Similar size to a Viking Espri. Doesn't track a straight line in windy conditions all that well but has some nice features and is very stable. It's got a fair bit of rocker in the nose and soft chines on the sides so does go surprisingly well in the surf.


----------



## colzinho (Aug 6, 2007)

Hey Spizza, ive had a RTM tempo for a year or so, can recommend the manufacturer and their work although havent had a look at the Tango.


----------



## spizza (Jan 20, 2008)

Craig said:


> Similar size to a Viking Espri. Doesn't track a straight line in windy conditions all that well but has some nice features and is very stable. It's got a fair bit of rocker in the nose and soft chines on the sides so does go surprisingly well in the surf.


thanks Craig.
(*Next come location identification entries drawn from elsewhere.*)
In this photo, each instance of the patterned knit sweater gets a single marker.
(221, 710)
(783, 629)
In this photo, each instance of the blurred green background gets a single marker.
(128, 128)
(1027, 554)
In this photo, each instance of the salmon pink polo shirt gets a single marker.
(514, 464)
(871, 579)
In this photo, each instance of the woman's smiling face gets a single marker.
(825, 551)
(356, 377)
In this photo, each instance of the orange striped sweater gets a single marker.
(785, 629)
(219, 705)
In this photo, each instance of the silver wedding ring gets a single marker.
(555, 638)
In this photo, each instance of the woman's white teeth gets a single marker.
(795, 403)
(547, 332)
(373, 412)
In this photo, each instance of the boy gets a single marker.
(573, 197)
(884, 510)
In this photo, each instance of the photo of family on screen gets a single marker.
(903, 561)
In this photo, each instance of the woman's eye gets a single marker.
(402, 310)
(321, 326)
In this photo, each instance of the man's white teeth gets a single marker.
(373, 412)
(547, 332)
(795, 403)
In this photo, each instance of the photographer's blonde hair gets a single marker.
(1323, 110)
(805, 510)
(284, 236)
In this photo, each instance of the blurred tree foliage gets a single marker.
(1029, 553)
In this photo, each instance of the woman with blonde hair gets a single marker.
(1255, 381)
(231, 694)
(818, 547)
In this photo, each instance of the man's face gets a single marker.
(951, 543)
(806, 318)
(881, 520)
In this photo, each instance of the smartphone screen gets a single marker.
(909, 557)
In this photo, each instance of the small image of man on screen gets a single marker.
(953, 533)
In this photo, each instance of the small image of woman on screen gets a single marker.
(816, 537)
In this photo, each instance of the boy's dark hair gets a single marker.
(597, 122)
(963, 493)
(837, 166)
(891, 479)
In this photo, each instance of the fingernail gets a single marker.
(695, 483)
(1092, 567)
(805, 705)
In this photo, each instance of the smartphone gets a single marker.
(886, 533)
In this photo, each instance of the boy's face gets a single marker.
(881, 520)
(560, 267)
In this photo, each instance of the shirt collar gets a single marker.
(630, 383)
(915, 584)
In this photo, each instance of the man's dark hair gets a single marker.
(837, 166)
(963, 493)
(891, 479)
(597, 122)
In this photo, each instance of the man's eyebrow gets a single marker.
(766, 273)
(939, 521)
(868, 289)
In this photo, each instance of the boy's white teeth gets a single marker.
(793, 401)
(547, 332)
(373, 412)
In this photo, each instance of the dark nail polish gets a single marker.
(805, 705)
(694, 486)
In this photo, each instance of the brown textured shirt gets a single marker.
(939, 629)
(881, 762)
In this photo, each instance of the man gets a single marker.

Are you familiar with the Tarpon 120 angler from WSystems? I am basically comparing the Tango with the Tarpon 120...

Cheers,
S.


----------



## Craig (Aug 10, 2007)

Hey Spizza

I haven't paddled the Tarpon 120 yet as I'm still waiting on my delivery of Wilderness System kayaks. I don't think there are any in Qld as yet.
The Wildernes System kayaks are popullat overseas and do look very well finished, designed and fitted out.
If your still looking in a months time, Pm me....I'll have paddled both by then and have a better comparison!


----------



## spizza (Jan 20, 2008)

Craig said:


> Hey Spizza
> 
> I haven't paddled the Tarpon 120 yet as I'm still waiting on my delivery of Wilderness System kayaks. I don't think there are any in Qld as yet.
> The Wildernes System kayaks are popullat overseas and do look very well finished, designed and fitted out.
> If your still looking in a months time, Pm me....I'll have paddled both by then and have a better comparison!


thanks mate - cheers.


----------



## Guest (Jul 17, 2008)

Craig said:


> Hey Spizza
> 
> I haven't paddled the Tarpon 120 yet as I'm still waiting on my delivery of Wilderness System kayaks. I don't think there are any in Qld as yet.
> The Wildernes System kayaks are popullat overseas and do look very well finished, designed and fitted out.
> If your still looking in a months time, Pm me....I'll have paddled both by then and have a better comparison!


Hey Craig,

I know where there are a couple of Wilderness Systems Kayaks in QLD ;-) - one in my garage, and another in a mates place.

I shipped a couple across from WA 3 years ago, fantastic kayaks and a great addition to your range of kayaks mate 8)

May even come down to see you about an upgrade to a T140 someday...... ;-)


----------